Examining a group of photographs taken when diving off the Isle of Man he found an image that immediately seemed meaningful to him, though at first he was unclear why. It was months later after gathering together a group of such images that he began to understand how they spoke to him of not just the links to geological time he had made through diving, but also through tidal motion to astronomical bodies, and through diving physiology to the vulnerability of the human body.

These images were to be the basis of his group of works that came to be titled Listening Voices. It was important to him that the ambiguous qualities of these images be enhanced in order to break free from their being perceived purely as images from marine creatures. There was a darker and more universal element to these diving experiences, and it was in the middle verse of Dylan Thomas’ Lie still, sleep becalmed that he started to find that meaning. There was still a gap between the verse and the experience, that he bridged by deconstructing the verse and reconstructing it as pairs of words.

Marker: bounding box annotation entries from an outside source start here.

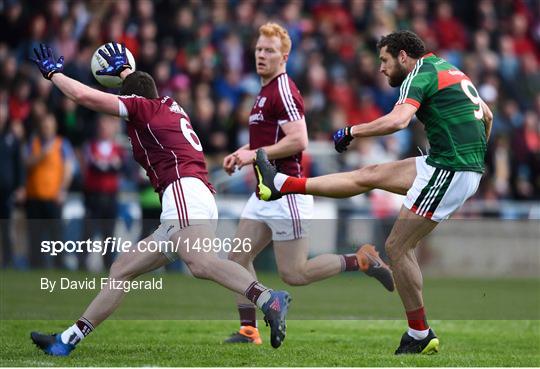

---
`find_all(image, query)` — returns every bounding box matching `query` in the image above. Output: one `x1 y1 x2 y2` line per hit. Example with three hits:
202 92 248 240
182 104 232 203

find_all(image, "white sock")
257 289 272 309
407 328 429 341
60 324 84 345
274 173 289 191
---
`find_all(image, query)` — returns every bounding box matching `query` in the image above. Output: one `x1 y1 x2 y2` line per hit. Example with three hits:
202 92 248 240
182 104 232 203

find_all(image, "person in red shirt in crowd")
31 43 291 356
79 115 124 269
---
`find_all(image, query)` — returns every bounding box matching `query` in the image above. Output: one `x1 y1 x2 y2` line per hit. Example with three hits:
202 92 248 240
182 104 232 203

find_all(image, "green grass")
0 271 540 367
0 320 540 367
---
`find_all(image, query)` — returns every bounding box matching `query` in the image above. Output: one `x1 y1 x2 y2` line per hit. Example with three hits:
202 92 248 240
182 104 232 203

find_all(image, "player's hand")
30 44 64 80
96 42 132 76
223 153 236 175
233 149 255 168
333 127 354 152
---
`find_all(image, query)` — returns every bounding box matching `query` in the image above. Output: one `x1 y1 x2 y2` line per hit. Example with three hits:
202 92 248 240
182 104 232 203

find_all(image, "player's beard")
388 64 409 87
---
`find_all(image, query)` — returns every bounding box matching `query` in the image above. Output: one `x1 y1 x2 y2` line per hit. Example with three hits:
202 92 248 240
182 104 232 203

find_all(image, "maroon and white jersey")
118 95 215 194
249 73 304 177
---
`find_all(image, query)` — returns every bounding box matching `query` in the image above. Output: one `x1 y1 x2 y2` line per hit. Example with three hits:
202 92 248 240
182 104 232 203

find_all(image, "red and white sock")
274 173 307 195
244 281 272 309
407 306 429 340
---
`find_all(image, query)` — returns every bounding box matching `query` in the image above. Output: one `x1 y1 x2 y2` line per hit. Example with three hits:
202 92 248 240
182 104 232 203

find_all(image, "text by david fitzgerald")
40 277 163 292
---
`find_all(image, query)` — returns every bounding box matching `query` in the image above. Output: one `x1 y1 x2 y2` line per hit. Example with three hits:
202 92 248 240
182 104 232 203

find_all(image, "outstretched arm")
333 104 418 152
51 69 131 116
351 104 418 138
31 43 132 116
233 117 308 168
481 100 493 141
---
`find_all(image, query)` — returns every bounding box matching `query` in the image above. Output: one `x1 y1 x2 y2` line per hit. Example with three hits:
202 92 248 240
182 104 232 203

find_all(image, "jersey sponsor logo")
169 101 186 115
249 112 264 125
364 253 382 269
437 69 468 90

The images were mounted on the front of green tinted glass to avoid an aquarium view of them, and the text was revealed in the surrounding glass by sandblasting the areas around the text. The use of glass as a fused form of sand was a significant choice, and suspending the works a few inches away from the gallery wall meant that the text was projected onto the wall behind as a parody of fossils embedded in the wall. The role of the text was not a description or title to the images, but rather a counterpoint, both image and text each existing in their own right.